The Alliance to End Plastic Waste (the Alliance) has announced a partnership with the ASASE Foundation to support women entrepreneurs working to reduce plastic litter in the community. The initiative called Closing the Loop uses a circular economy model, to enable local communities to benefit from discarded plastic waste by collecting, reprocessing, and reselling it.
Closing the Loop kicks off the Alliance’s support for projects based in Africa. It was first launched by ASASE in 2018 to provide seed money to equip a plastic waste reprocessing plant as well as provide technical and business management training to women entrepreneurs to run the recycling plant for profit.
The project has already created eight jobs within the community as well as diverted 35 (metric) tons of plastic from waste in the first twelve months. By partnering with the Alliance, the capacity of the reprocessing plant will increase to divert 2,000 (metric) tons of plastic waste per year and create even more jobs.
“A key pillar of ending plastic waste in the environment is the sustainable impact it will bring to the well-being of local communities. This is why our partnership with ASASE is especially meaningful because Closing the Loop is the right step towards a circular economy model.
It directly benefits those living in areas which don’t have access to plastic waste collection and sorting systems. This initiative is a simple but scalable action that benefits the environment but supports the inspiring women of Ghana who are building their communities on the path towards ending plastic waste in the environment,” said Jacob Duer, President and CEO, Alliance to End Plastic Waste.

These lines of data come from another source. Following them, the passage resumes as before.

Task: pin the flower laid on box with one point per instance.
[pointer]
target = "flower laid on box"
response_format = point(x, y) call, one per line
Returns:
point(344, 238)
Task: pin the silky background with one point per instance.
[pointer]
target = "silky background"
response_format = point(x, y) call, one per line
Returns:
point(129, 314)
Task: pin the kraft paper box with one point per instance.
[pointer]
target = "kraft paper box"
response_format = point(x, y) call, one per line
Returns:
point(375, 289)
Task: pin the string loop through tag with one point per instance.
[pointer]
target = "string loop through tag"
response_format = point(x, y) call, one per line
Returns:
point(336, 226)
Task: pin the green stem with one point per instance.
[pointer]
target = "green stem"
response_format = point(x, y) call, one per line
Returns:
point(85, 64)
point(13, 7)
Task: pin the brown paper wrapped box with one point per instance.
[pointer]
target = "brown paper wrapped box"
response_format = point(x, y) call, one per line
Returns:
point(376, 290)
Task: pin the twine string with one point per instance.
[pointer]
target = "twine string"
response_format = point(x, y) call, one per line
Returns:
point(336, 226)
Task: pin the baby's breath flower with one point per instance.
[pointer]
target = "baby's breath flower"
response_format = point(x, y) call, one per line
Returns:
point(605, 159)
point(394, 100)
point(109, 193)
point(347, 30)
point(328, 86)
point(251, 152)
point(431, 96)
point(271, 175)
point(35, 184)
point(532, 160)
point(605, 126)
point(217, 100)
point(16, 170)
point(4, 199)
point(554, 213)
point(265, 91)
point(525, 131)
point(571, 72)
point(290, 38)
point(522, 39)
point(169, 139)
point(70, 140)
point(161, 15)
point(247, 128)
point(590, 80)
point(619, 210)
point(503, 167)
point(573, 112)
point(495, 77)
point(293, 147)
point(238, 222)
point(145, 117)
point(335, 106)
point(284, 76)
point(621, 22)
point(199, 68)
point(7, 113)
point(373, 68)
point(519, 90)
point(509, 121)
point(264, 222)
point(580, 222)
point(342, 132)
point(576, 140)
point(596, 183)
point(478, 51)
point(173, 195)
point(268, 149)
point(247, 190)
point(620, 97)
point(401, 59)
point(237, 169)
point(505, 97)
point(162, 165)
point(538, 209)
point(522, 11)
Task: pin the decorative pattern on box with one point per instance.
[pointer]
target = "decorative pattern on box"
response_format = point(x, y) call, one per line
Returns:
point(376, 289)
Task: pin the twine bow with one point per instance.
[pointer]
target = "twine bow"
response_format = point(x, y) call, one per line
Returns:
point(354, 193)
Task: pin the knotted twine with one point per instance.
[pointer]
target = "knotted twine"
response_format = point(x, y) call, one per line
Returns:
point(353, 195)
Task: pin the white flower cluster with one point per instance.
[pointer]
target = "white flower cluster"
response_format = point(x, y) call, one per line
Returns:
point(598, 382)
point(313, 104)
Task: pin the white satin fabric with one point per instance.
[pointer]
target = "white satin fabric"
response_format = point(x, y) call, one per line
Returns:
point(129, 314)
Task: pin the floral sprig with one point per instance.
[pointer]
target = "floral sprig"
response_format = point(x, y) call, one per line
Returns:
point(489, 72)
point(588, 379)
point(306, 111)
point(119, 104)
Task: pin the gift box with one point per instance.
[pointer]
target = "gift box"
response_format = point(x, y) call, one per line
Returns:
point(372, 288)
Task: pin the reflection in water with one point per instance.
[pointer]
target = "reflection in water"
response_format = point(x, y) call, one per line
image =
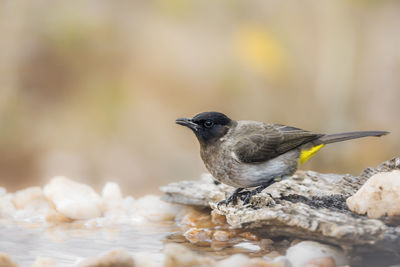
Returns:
point(68, 246)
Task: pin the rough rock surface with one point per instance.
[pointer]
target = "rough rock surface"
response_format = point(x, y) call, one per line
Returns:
point(117, 257)
point(307, 252)
point(6, 261)
point(310, 205)
point(72, 199)
point(379, 196)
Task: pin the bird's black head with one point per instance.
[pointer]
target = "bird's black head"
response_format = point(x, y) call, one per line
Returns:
point(207, 126)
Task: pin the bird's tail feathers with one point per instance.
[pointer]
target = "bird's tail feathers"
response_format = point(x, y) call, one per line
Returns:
point(333, 138)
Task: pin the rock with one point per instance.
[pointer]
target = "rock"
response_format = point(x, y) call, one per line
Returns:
point(6, 261)
point(111, 192)
point(248, 246)
point(218, 219)
point(195, 218)
point(308, 206)
point(54, 217)
point(117, 257)
point(222, 236)
point(321, 262)
point(198, 235)
point(72, 199)
point(44, 262)
point(194, 193)
point(179, 256)
point(240, 260)
point(310, 252)
point(27, 196)
point(152, 208)
point(7, 208)
point(379, 196)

“What we value most in our partnership with the Alliance to End Plastic Waste is the access to the expertise in waste management which we can leverage now in our project, effectively multiplying the impact of the funding provided by the Alliance to our project,” comments Dana Mosora, ASASE Foundation Founder and Managing Director.
The partnership has also opened the possibility to bring in expertise from an academic partner, the Swiss Federal Institute of Technology, in areas as developing new end market applications and developing the concept of a new financing system for the management of plastic waste in Ghana.
The recycling plant processes a range of plastic waste from water sachets (LDPE) to shampoo and detergent bottles (HDPE) and large cooking oil containers (HDPE), converting it into regrinds. The regrinds are then sold to recyclers to make items such as pavement blocks, sheets for construction, basins and liners, most of which goes back into the community.